Economou reminded attendees of the essential guidance in royalty rate valuation compliance, including
- IRS section 482--which outlines their ten requirements on transfer pricing calculations. "I believe there is a preference to see market data rather than level 3 assumptions," Economu states
- Georgia Pacific factors from the 1970 Georgia-Pacific v. United States Plywood Corp. decision regarding the value of intellectual property (Economu directs people to the Journal of Accountancy 2008 "Royalty Rates" article on GP for further guidance on
- IFRS 3, ASC 805, 350 and 820, with their emphases on highest and best uses, and hypothetical market participants
- OECD 42
Here are the basic quesstions Economou asks
- what is each IP basket?
- how is the IP used together?
- What is the line of business?
- How much revenue and profit is generated from the product using the IP?
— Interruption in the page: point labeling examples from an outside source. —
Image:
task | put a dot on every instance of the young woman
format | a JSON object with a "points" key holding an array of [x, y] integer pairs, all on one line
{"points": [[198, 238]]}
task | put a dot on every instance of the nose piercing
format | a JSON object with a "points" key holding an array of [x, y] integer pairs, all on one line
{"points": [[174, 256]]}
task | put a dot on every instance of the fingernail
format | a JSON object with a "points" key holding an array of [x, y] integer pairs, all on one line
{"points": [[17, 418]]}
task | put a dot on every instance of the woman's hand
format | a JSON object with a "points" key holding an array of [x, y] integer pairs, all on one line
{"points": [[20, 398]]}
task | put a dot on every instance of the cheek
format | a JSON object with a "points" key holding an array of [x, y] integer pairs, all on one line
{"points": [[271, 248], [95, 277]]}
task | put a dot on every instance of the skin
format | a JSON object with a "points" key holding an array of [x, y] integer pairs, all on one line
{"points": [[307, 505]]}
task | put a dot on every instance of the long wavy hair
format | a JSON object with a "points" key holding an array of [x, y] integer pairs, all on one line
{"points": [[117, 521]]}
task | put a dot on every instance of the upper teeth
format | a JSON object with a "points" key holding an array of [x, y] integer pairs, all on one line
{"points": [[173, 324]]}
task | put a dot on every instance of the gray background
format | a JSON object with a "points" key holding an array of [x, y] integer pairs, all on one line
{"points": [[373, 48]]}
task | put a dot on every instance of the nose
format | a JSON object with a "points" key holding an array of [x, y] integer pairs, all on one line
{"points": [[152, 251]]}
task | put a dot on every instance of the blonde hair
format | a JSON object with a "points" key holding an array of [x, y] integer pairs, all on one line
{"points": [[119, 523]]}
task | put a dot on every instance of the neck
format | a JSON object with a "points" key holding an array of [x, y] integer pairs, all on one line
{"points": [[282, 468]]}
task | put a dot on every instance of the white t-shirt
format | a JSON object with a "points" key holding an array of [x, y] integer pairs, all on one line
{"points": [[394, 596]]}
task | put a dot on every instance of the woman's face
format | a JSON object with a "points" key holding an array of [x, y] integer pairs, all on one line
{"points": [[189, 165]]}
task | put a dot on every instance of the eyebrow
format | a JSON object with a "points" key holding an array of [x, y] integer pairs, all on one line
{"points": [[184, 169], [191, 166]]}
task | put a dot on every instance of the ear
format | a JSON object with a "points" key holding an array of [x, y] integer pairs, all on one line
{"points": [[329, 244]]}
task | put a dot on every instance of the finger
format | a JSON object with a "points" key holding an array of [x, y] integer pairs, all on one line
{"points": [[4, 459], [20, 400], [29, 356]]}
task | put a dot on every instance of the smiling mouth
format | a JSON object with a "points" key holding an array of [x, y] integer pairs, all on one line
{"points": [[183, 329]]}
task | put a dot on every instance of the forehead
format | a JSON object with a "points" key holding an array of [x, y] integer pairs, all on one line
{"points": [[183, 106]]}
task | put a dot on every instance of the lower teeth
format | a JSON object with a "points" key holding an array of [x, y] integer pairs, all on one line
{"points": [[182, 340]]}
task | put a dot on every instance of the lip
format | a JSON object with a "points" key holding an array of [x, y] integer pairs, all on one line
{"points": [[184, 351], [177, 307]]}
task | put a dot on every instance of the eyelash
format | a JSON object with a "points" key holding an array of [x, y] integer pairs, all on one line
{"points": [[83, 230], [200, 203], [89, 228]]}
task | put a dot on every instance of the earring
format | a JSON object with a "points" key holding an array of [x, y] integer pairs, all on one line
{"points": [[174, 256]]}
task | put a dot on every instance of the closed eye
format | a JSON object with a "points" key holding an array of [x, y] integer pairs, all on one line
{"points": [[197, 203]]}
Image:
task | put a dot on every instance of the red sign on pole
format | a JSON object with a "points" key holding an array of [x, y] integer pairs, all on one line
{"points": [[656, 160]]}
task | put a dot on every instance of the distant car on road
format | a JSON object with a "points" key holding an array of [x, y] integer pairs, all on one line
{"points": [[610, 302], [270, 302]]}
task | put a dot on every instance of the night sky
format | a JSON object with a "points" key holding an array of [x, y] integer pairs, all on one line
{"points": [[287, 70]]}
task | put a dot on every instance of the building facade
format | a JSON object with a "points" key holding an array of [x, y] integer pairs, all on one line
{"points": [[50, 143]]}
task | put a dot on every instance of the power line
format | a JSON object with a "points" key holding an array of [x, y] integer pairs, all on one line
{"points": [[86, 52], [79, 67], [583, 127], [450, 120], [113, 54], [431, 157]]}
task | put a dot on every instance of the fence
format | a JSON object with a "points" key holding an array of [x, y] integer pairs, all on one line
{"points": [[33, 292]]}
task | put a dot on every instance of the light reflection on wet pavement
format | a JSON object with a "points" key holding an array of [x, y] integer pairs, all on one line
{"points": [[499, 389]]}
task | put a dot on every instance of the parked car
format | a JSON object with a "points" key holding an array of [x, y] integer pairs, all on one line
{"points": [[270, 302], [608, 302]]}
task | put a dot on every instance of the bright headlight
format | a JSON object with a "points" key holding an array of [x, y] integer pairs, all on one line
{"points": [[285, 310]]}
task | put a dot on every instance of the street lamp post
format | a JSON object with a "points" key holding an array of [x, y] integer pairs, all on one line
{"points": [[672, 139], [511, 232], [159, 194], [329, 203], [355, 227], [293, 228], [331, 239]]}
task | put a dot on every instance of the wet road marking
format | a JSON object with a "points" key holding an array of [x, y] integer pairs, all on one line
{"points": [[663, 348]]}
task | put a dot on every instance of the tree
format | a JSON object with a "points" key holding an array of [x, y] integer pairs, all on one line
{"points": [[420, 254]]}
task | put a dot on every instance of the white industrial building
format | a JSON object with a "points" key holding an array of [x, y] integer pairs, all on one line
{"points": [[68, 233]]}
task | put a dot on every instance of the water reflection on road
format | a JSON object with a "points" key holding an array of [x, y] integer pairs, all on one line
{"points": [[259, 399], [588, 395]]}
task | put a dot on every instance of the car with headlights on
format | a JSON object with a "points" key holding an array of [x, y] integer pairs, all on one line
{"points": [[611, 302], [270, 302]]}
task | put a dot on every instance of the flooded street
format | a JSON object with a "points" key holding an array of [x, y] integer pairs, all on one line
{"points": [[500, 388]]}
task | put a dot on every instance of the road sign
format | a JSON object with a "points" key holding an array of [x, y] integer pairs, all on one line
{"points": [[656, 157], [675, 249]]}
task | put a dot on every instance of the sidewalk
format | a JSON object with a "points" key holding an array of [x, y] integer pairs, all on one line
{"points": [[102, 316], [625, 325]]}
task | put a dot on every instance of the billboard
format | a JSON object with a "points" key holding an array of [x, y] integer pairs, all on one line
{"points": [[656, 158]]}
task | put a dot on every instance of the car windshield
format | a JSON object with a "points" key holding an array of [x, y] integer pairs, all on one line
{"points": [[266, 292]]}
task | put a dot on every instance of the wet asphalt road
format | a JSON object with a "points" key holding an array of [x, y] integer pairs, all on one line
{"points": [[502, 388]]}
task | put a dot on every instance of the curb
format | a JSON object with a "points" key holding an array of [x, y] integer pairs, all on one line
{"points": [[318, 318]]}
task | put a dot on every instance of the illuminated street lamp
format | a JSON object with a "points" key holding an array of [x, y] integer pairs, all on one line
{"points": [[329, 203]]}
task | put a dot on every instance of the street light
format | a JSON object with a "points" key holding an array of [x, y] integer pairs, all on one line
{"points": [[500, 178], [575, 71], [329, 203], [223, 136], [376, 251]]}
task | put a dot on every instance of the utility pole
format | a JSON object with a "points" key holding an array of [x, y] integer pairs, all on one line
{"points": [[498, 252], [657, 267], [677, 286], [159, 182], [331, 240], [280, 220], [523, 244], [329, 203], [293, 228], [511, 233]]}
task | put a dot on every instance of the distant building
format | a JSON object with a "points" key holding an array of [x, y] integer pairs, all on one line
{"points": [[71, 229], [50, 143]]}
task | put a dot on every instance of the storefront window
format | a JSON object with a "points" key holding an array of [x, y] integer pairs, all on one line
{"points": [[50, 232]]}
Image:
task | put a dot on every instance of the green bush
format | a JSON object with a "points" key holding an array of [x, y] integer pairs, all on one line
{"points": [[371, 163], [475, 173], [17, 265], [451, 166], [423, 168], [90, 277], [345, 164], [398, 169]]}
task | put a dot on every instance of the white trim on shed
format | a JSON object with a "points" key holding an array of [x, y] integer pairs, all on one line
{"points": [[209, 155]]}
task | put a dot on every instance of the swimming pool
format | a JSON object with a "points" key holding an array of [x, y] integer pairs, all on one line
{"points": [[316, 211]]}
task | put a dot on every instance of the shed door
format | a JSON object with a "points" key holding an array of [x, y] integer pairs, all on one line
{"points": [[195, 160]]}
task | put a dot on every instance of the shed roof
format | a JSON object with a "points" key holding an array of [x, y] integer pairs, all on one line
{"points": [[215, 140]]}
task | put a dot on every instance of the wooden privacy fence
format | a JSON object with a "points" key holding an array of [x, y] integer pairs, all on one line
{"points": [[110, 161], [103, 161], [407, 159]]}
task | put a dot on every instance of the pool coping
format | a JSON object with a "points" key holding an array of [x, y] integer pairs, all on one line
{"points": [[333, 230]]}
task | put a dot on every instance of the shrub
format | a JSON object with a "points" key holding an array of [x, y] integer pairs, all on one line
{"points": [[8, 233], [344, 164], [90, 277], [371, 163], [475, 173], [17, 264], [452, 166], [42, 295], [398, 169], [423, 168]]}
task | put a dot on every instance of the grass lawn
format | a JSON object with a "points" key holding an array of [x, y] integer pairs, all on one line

- What is the nature of the IP, how is it protected, and how protectable is it?
- Has the IP been defended in the past? Outcome?
- What is the company's operating history and profits?
- Who is the peer group for operating performance, either from RMA or from guideline public companies
- And, what simiar licensing transactions exist, as mentioned, from ktMine or Royalty Source (or others)
Royalty rate comps do have limitations. Typically,
- they have a wide range of data
- Closer scrutiny of underlying terms often negates nearly all compatibility
- You often don't know much about the licensee or licensor
- It may include inter-company transactions
- The time period or market conditions may be completely different
- Early payments can have a huge impact on terms.
Economou presented a number of weighted average return analyses, looking at the fair value of elements such as cash, cash free debt free working capital, trade names, proprietary technology, customer relationships, covenants not to compete, implied goodwill, assembled workforce, and internally developed software. Several people in the audience commented that they've noticed that this kind of valuation often ends up with high allocations to customer relationships. Economou agrees that "this can be a risk and perhaps appraisers tend to overvalue this segment."
Royalty rate analyses often would make an observer question the acquisition in the first place. In any case, sanity checks are critical, and "you can go off the rails quickly if you don't watch." There are many PPA cases where the analysis provides a price widely lower than what a private equity firm just paid, for example. "You can end up with the sense that you have no idea why the PE firm paid zillions for IP worth a couple of hundred thousand dollars," one session participant commented. Of course there are other reasons--keeping other competitors out, for instance. But the first investors frequently seem to do pretty well, Economou agreed.
Declining royalty rates, or revenues? One other participant commented that nearly all the analyses he sees use constant royalty rates over the life of the asset, and he questions whether this makes sense. Economou said he tends to degrade the revenues rather than the royalty rate, since "we have better market data on revenues than on royalty rates." Another expert commented that few agreements have declining royalty rates, so this would be unusual. The consensus of the participants at the ASA session was that you were calculating for the correct mid-point royalty rate--and then applying it to the projected revenues or profits. No one in the room said they'd attempted to support a declining royalty rate in their appraisal work.